If couples are healthy but unable to conceive, many men are reluctant to seek medical help. "I should have consulted a doctor earlier,” he said. “Many people assume that the cause of infertility lies with women."
Companies are embracing new technology to help men diagnose themselves. Recruit Lifestyle, a Tokyo-based company, has developed a testing kit that allows users to monitor the condition of their sperm using a smartphone camera.
The user downloads an app, mounts a lens that comes with the kit onto a smartphone, puts a drop of semen on the lens and takes a video of the sample for about 1 to 2 minutes. This allows the user to measure the concentration of the sperm and their ability to move about.
The company says that with the kit, users can compare their results with the reference values given by the WHO to decide whether to seek fertility treatment.
Dantte, a Tokyo-based startup that runs a semen testing service uses more sophisticated screening technology. Its service analyzes not only the sperm count and their movement but also hormone levels. The user sends a semen sample by mail and can see the results on a personalized webpage in about three weeks.
Technologies for use in clinics are also being developed. Olympus announced in March plans to develop software that uses artificial intelligence to help doctors analyze sperm under a microscope.
Doctors are also adjusting their practice to help men deal with infertility, a problem that many find embarrassing.
Wei Siang Yu, a Singaporean celebrity TV doctor based in Shanghai, is setting up Babysmart.life, a platform for confidential internet and face-to-face consultations for men who are embarrassed to discuss issues like erectile dysfunction or a past history of sexually transmitted disease in front of their partners.
“You need to have a more male-friendly service provider,” Yu said. “The starting point is not in the IVF center with your wife.”
In the early 2000s, Yu hosted TV and radio shows in Singapore advising couples how to conceive. He also founded a web startup, Borderless Healthcare, which is producing his new consulting service. Last year he took to the airwaves in China with similar programs he says attract 75 million viewers.
“China is a very stressful, competitive society,” he said. “Many men drink too much and nutrition is not always so good. Many are also waiting longer to have a second baby. By the time they reach 40, about 40% of them suffer erectile dysfunction problems.”
Japan has the highest number of fertility procedures in the world. In 2016, just under 450,000 procedures were performed, more than triple the number conducted 10 years earlier, according to the Japan Society of Obstetrics and Gynecology. However, treatments such as in vitro fertilization are not covered by health insurance. Procedures cost 300,000 to 400,000 yen ($2,700 to $3,600) each, and often run to around 2 million yen before a child is conceived. By exclusively focusing on the woman, many treatments are ineffective, driving up the cost.
That is beginning to change. "The number of fertility treatments for women remains flat, but that for men is increasing," said Yasushi Yumura, an associate professor at Yokohama City University who specializes in male infertility. The number of male patients visiting the university's medical center for consultations about infertility has risen by a third to 240 over the last three years.
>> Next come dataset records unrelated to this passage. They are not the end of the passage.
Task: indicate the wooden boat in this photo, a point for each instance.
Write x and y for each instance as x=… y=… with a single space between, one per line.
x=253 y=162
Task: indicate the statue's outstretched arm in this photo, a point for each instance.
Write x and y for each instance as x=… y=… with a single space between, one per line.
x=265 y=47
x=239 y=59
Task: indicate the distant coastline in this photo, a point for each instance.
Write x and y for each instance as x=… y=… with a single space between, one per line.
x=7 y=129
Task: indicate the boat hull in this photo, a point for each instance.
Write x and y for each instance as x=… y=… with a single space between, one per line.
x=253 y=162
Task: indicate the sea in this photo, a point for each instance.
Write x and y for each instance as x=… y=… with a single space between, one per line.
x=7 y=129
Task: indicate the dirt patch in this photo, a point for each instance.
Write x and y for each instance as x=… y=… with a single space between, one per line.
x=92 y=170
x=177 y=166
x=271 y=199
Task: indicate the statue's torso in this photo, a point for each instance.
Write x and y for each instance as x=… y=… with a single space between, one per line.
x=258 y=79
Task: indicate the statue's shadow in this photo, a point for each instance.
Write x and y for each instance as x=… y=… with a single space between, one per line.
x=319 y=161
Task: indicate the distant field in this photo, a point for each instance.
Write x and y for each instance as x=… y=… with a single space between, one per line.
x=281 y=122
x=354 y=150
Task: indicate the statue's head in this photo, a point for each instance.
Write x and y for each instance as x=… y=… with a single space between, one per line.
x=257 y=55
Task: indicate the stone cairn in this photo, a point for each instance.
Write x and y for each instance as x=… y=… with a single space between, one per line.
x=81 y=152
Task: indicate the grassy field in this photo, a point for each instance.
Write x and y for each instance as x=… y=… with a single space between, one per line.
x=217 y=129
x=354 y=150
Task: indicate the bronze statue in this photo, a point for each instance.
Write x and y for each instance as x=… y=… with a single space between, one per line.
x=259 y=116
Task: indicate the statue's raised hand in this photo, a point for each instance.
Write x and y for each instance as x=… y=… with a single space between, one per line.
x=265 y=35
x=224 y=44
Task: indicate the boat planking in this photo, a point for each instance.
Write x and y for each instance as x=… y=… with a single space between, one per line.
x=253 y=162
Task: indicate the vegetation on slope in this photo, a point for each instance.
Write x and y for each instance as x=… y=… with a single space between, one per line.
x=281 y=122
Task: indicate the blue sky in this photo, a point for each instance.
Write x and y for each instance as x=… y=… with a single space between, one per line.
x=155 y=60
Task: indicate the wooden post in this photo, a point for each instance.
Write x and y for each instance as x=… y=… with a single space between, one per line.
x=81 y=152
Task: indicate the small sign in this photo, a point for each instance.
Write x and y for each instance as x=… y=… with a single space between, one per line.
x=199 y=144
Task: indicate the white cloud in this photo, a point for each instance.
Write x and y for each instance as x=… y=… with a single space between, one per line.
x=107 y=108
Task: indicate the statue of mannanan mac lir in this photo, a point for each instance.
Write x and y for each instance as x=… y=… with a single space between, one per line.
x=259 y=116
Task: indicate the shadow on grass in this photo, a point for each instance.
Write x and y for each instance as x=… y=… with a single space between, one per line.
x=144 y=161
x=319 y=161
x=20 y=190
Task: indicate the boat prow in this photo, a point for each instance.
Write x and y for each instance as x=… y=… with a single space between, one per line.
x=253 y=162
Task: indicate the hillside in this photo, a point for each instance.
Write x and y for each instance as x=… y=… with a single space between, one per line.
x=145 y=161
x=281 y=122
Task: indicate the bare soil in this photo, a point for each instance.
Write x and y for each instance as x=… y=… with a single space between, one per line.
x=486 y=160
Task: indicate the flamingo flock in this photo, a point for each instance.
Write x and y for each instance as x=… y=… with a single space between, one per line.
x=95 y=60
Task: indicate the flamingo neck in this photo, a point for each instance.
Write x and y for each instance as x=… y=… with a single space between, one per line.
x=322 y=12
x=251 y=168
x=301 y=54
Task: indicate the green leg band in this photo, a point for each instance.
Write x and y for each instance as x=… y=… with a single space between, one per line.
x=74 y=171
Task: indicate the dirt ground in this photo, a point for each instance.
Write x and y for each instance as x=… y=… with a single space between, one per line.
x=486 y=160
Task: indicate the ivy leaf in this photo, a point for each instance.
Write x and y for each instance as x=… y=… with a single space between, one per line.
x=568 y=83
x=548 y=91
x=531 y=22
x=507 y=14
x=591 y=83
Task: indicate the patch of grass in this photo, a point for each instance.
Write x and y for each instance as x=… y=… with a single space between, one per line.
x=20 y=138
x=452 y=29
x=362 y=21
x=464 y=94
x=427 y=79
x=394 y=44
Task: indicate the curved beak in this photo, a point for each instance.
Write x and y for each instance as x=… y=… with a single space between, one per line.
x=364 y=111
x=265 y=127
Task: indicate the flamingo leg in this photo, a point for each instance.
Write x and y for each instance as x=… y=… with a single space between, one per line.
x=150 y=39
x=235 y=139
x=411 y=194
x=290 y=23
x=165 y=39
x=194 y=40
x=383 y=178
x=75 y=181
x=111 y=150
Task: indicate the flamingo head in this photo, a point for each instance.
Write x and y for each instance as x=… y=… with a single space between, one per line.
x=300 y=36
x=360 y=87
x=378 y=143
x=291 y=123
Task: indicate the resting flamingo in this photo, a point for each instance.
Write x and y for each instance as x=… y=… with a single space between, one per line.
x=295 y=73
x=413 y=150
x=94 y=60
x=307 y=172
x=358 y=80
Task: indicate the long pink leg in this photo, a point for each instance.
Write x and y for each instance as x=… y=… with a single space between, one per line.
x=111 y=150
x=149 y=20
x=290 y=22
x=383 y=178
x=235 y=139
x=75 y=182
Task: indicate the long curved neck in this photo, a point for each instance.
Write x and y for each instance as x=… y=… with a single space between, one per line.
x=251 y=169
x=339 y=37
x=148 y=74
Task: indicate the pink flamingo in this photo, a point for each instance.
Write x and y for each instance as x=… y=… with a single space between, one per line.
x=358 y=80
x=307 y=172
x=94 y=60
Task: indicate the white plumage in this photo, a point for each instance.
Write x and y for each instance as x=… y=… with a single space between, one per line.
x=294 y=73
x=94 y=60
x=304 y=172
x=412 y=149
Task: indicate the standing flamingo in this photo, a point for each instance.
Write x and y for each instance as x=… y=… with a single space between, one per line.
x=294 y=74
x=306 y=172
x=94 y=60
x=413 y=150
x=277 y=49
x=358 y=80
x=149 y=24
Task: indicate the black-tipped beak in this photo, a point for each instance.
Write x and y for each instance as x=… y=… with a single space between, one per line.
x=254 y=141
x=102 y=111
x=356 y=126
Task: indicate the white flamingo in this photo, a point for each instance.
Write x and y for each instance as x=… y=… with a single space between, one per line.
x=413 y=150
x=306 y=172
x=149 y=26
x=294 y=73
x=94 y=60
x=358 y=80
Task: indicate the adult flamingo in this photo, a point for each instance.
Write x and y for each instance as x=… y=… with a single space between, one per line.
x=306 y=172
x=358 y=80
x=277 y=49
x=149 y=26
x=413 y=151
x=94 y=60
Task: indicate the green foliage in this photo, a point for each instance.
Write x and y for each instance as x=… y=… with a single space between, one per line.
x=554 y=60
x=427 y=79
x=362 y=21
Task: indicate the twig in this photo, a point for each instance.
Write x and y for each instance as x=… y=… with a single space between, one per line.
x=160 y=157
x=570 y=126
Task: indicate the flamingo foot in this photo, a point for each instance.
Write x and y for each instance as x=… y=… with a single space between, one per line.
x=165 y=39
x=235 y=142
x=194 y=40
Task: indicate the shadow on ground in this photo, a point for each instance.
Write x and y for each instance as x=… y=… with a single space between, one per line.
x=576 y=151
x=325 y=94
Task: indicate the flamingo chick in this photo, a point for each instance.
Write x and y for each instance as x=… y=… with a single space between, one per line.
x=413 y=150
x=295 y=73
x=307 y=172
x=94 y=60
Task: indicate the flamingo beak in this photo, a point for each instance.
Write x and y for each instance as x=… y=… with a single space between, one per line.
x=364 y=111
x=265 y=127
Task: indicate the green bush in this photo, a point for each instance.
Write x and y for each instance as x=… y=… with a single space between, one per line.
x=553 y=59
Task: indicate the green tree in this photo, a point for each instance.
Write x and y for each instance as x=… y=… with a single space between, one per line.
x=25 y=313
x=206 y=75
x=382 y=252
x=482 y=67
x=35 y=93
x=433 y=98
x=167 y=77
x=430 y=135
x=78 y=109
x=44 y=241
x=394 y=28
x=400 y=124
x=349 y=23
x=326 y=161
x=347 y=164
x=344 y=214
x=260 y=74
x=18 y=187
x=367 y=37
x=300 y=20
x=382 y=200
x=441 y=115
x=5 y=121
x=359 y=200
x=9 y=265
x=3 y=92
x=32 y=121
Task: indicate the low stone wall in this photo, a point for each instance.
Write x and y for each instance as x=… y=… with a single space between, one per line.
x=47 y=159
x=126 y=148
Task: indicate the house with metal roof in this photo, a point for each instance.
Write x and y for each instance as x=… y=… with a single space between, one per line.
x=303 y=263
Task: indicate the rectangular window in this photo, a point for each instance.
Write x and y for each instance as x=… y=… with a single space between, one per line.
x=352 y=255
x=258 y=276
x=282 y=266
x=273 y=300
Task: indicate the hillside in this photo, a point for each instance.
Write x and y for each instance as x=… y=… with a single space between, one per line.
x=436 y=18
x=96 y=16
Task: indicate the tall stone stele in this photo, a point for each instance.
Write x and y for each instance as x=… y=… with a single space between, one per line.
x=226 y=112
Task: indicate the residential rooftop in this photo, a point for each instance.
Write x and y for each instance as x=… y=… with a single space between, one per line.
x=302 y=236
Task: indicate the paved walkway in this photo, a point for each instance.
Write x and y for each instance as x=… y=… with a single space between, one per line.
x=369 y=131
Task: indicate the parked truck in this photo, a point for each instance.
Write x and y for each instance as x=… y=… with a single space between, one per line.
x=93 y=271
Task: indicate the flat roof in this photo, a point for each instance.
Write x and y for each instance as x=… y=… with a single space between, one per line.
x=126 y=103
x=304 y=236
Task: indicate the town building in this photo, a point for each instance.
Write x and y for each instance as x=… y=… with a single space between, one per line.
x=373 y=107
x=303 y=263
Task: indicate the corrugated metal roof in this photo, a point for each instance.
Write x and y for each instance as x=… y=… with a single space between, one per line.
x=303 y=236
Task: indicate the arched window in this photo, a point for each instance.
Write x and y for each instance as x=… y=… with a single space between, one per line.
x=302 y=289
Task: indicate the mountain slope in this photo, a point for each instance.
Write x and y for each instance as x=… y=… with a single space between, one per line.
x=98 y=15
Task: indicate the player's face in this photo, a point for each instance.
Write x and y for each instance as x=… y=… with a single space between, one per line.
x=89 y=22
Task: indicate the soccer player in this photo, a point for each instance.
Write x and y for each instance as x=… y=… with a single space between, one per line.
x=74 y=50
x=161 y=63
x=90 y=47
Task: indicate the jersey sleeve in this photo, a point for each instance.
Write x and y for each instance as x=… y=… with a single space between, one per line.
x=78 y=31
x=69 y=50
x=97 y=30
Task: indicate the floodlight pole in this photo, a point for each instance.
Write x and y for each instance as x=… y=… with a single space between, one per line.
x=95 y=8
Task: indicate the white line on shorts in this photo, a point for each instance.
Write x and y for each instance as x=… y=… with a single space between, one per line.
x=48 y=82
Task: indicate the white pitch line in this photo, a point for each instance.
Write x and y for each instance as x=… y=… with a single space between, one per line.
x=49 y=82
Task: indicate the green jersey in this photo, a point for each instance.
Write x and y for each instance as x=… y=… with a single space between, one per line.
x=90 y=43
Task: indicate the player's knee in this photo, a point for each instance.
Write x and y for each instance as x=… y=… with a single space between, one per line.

Dr. Mark Bowman, medical director of Sydney-based in vitro fertilization group Genea, believes the prevalence of male infertility in the region is rising. He blames a variety of factors like genetic issues, men having children later in life, smoking, bad diet, pesticides and other pollution.
“Worldwide, there’s an increasing incidence of male factor infertility that may well be as a result of environmental impact,” he told Nikkei Asian Review. “In different parts of Asia, that’s going to be a challenge.”
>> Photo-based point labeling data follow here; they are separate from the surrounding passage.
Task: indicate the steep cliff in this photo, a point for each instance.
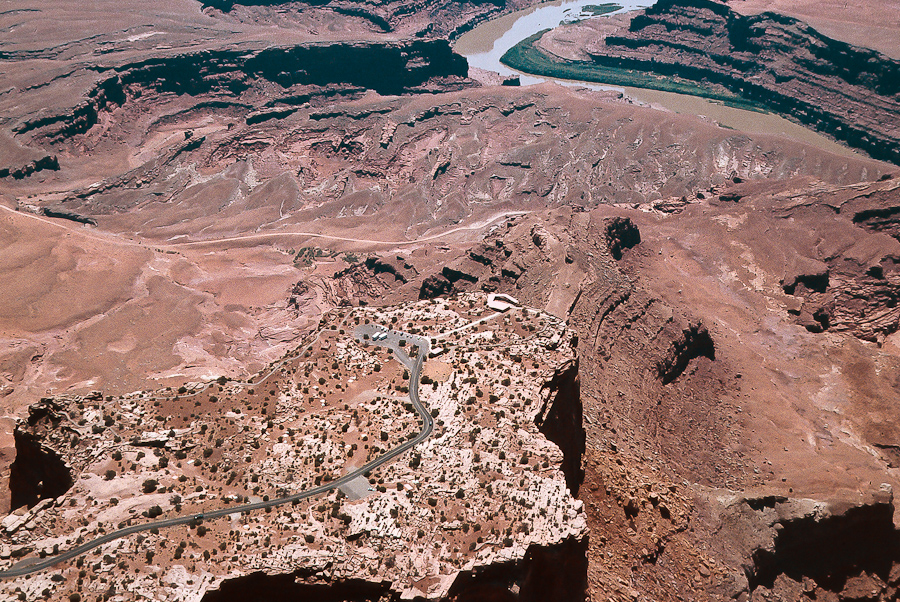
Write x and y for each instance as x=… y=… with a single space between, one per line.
x=848 y=92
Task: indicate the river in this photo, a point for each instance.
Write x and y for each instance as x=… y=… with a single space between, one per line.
x=485 y=44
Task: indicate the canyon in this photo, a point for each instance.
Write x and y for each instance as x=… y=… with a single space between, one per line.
x=693 y=396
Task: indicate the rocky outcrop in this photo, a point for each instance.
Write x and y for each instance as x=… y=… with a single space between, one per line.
x=556 y=572
x=621 y=234
x=848 y=92
x=69 y=215
x=421 y=18
x=695 y=341
x=18 y=173
x=560 y=420
x=38 y=471
x=261 y=587
x=842 y=550
x=387 y=67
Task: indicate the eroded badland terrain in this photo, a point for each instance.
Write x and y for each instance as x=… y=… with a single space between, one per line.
x=293 y=308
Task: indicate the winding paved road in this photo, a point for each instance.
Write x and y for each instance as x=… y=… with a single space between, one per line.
x=392 y=341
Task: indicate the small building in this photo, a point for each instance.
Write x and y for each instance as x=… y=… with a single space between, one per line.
x=502 y=302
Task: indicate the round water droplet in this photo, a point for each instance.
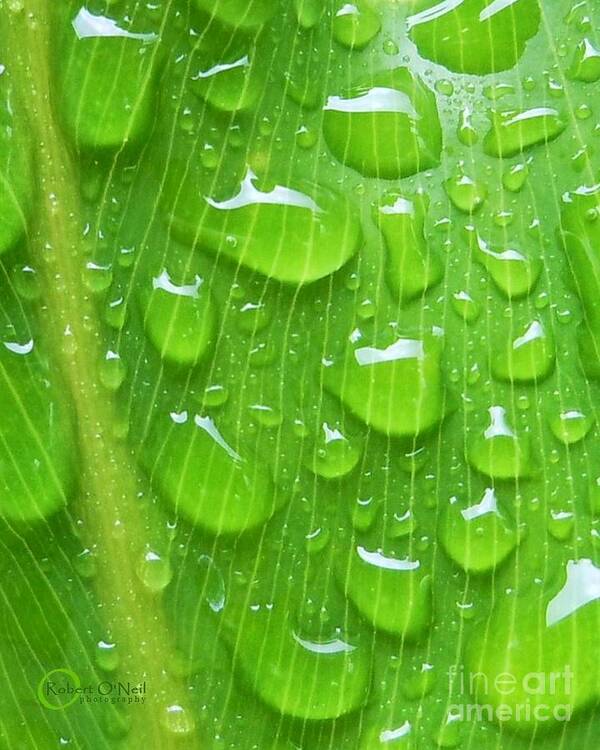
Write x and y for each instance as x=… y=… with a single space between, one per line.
x=214 y=396
x=513 y=273
x=178 y=720
x=107 y=656
x=388 y=127
x=112 y=371
x=478 y=537
x=528 y=358
x=392 y=593
x=394 y=385
x=334 y=454
x=355 y=24
x=180 y=320
x=465 y=193
x=154 y=571
x=293 y=235
x=499 y=452
x=571 y=426
x=465 y=306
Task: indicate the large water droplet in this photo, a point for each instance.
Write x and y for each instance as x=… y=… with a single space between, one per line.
x=395 y=388
x=512 y=132
x=474 y=36
x=393 y=593
x=180 y=320
x=107 y=82
x=210 y=482
x=513 y=273
x=241 y=14
x=498 y=451
x=387 y=128
x=293 y=235
x=529 y=357
x=477 y=537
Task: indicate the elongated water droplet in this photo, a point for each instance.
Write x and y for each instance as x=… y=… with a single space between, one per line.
x=473 y=36
x=412 y=266
x=513 y=132
x=586 y=62
x=180 y=320
x=293 y=235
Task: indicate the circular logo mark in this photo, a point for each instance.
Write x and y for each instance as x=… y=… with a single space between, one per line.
x=58 y=689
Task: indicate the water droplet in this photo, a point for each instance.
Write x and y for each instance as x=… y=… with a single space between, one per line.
x=571 y=426
x=389 y=128
x=26 y=281
x=471 y=37
x=412 y=268
x=308 y=12
x=395 y=388
x=561 y=524
x=498 y=452
x=178 y=720
x=112 y=371
x=465 y=193
x=529 y=357
x=355 y=24
x=364 y=511
x=477 y=537
x=512 y=132
x=154 y=571
x=282 y=232
x=225 y=72
x=513 y=273
x=180 y=320
x=586 y=62
x=392 y=593
x=107 y=656
x=266 y=415
x=220 y=486
x=515 y=177
x=244 y=14
x=465 y=306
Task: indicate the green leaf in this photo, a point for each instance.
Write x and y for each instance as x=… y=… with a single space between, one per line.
x=299 y=374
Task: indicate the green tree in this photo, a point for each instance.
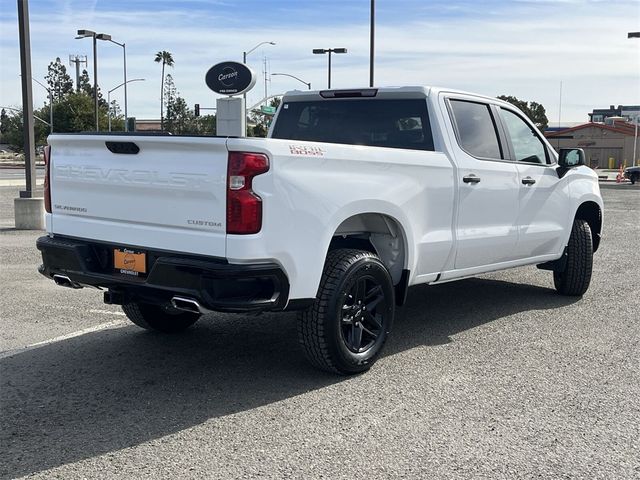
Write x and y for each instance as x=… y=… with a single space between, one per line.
x=84 y=84
x=165 y=58
x=261 y=121
x=58 y=80
x=86 y=87
x=535 y=111
x=12 y=131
That makes tackling the issue problematic. “It’s not a case of pressing one button,” Bowman said. “You are often trying to address multiple issues, such as pollution, cigarette smoking and a diet that’s not fantastic.”
And sometimes it is simply a matter of a man not producing sperm in sufficient quantity. “As doctors, we are frustrated by the fact that most of the time there’s not a lot you can do to improve his sperm count,” Bowman said. “Some people are just born with fewer workers on the factory floor turning out production.”